California is a great place to get married! The state offers many exciting things to see and do. You can rub elbows with famous Hollywood actors, honeymoon in Disneyland or visit the famous island prison of Alcatraz.
Rules and Regulations
Rules and fees differ by county, but some general provisions for tying the knot in the sunny state of California are:
- You must be 18 years or older, without parental consent.
- You do not need to be a resident of CA to get married there.
- Same-sex marriage is legal.
- No blood test or physical is required.
- You must have at least one witness; more are optional.
How to Apply
The fees by country vary, but you will need to bring between $35 - $100 in cash when you file. Both parties need to apply together, in person at the county clerk’s office. You will need to bring a valid photo ID in one of the formats below:
- Birth certificate
- Driver’s License
- Military ID
- Green Card
If you have a previous marriage from your past, bring your divorce decree and final judgment.
Special Marriage Licenses
There are two types of marriage licenses that you can apply for in California.
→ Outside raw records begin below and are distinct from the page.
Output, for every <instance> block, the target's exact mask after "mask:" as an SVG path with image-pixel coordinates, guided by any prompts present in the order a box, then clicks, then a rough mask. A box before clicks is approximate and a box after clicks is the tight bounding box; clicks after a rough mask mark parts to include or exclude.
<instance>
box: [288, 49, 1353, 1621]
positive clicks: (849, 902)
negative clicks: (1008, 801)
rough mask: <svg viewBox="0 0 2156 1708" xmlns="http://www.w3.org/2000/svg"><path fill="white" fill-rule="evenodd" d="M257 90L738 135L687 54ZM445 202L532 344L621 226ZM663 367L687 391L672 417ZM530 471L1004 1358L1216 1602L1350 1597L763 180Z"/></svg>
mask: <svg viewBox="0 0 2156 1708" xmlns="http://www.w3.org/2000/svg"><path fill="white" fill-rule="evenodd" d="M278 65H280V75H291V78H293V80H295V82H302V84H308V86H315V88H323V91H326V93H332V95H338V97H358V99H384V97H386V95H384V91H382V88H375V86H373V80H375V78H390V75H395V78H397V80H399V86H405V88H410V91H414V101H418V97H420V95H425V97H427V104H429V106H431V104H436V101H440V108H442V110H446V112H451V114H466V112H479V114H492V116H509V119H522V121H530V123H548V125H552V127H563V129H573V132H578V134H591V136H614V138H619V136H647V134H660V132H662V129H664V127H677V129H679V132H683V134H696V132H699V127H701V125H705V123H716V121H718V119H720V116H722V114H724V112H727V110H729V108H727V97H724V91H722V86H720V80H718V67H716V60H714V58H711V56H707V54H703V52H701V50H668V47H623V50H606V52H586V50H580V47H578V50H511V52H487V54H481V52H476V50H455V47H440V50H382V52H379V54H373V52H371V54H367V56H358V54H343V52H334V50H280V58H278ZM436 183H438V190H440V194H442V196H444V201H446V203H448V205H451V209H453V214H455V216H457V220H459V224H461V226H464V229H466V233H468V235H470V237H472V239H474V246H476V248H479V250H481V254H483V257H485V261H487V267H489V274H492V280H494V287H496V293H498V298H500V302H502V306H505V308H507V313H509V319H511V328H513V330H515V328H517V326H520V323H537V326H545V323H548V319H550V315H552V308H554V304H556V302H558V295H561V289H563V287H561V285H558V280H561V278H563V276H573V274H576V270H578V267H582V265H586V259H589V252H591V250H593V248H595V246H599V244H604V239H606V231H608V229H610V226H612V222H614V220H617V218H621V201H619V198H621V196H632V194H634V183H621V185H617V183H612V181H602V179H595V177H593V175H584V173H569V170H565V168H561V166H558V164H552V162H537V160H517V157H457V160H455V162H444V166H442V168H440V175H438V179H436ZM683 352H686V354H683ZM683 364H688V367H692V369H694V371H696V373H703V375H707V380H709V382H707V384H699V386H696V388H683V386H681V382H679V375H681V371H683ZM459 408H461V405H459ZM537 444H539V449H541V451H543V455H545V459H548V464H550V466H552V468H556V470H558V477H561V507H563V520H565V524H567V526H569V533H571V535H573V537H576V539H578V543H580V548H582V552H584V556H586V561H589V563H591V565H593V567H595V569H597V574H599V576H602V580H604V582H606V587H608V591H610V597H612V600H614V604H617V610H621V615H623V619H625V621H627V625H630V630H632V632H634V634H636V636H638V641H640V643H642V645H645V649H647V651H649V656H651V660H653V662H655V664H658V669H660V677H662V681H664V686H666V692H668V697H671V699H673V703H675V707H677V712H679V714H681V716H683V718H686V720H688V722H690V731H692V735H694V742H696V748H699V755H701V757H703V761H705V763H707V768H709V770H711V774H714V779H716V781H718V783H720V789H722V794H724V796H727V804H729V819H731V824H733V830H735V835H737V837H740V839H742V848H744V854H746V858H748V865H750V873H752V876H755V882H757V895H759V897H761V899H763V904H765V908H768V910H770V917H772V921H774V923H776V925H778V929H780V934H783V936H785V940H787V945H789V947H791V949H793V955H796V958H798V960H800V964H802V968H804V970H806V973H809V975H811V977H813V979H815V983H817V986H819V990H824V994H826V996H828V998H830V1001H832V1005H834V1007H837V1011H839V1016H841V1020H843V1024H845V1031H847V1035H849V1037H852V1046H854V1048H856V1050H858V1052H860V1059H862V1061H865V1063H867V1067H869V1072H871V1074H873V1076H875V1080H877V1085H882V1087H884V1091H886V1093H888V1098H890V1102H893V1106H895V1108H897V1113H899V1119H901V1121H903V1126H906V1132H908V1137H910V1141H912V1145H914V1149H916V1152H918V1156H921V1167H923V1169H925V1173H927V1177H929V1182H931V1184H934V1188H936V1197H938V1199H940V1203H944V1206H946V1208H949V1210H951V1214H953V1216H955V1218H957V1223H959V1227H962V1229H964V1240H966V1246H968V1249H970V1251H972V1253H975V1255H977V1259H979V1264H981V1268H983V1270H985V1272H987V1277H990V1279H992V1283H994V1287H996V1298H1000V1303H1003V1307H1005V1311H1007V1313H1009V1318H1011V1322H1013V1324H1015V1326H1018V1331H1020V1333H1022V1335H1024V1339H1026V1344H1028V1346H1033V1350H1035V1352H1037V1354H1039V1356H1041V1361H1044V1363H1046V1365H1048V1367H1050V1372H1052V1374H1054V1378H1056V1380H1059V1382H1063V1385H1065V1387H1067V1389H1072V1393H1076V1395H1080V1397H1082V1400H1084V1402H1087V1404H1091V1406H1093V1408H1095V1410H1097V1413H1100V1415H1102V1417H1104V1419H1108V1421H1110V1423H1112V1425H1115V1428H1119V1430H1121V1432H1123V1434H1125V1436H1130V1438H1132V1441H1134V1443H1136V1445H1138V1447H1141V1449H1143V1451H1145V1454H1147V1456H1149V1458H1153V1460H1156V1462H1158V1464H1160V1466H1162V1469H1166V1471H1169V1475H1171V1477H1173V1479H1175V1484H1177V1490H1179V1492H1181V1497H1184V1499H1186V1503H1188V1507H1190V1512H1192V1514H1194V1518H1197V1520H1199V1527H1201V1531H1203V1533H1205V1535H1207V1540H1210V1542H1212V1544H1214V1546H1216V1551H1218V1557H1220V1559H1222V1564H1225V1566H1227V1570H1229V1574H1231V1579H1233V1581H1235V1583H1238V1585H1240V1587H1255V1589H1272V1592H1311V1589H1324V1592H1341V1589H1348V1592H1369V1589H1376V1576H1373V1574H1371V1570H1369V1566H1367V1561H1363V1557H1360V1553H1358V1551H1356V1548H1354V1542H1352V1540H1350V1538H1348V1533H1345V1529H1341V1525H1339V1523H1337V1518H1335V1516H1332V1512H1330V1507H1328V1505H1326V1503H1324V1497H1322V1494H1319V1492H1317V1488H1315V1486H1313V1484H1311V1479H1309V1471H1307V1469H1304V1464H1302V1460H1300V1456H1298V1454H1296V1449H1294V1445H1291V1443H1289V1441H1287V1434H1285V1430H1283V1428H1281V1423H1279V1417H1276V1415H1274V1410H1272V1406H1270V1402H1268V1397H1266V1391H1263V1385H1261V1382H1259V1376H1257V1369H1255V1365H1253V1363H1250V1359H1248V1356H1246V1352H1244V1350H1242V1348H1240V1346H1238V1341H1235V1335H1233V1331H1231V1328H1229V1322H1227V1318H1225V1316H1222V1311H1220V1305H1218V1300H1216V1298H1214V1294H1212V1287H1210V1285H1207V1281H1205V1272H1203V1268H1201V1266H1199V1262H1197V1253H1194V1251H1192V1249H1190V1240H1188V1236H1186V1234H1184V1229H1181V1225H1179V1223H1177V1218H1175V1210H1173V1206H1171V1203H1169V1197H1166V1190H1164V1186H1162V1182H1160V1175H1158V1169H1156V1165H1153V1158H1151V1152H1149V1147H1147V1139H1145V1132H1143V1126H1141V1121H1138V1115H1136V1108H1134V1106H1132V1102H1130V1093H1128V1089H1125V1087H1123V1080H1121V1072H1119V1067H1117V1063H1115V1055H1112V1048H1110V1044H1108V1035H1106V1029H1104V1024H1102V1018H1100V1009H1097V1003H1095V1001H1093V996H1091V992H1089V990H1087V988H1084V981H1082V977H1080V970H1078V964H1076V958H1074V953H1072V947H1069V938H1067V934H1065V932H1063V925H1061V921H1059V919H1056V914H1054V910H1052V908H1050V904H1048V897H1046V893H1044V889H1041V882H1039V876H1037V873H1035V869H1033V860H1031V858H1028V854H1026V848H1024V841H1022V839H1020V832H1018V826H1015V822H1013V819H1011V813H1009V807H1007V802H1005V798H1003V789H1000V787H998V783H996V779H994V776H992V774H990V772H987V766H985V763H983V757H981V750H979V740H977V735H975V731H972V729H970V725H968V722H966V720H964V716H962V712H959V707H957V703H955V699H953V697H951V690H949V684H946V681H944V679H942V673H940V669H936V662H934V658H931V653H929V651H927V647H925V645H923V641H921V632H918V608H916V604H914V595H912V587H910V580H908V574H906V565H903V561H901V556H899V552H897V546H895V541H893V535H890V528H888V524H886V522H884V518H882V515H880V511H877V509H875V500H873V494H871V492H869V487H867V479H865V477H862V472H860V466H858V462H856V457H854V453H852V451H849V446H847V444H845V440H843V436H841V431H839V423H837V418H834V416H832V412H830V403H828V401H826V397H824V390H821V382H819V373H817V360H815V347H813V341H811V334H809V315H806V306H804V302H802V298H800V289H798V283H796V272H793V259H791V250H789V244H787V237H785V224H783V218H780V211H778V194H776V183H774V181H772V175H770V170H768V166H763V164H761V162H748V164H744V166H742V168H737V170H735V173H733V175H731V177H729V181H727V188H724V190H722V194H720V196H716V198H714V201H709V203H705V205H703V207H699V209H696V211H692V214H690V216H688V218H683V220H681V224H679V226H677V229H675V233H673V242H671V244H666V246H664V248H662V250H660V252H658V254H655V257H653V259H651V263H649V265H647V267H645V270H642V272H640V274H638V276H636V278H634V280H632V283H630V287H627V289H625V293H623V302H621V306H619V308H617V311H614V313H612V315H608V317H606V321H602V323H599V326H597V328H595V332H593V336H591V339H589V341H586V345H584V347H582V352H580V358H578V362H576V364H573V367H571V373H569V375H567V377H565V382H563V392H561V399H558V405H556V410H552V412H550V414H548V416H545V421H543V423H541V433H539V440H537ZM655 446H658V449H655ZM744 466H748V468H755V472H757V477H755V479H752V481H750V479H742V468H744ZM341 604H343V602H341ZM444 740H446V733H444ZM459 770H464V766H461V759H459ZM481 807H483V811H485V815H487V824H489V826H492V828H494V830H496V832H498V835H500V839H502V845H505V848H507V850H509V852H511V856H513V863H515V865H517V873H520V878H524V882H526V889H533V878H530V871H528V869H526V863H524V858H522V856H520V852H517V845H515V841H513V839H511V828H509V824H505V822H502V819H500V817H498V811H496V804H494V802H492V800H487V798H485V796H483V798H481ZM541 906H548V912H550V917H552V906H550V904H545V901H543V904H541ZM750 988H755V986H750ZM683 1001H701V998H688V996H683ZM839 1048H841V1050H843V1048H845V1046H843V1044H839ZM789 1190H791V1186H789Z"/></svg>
Public - becomes public record and can be obtained by anyone for viewing.
Confidential - protects the parties private information and can only be viewed by either spouse (by notarized request) or a court order.
One additional stipulation when applying for a confidential marriage license is that both parties must be living together already like a married couple.
This “confidential” option is in place to protect the privacy of famous people in the public eye who require security for their personal lives and information.
Waiting Period and Expiration
There is no waiting period, and you can receive your marriage license immediately when applying for it. The marriage certificate is good for 90 days so be sure to plan your wedding accordingly.
Who Can Officiate
Here is a short list of the types of authorized personnel that can officiate at your wedding.
- A member of the clergy (any religion).
- Current or retired judge.
- A U.S. magistrate.
- A legislator, congressman, or officer holding state office.
Whoever officiate at your ceremony must return the marriage license to the county clerk within ten days of your wedding, for filing.
After the Wedding
You may contact the California Department of Public Health Vital Records to obtain a copy for yourself.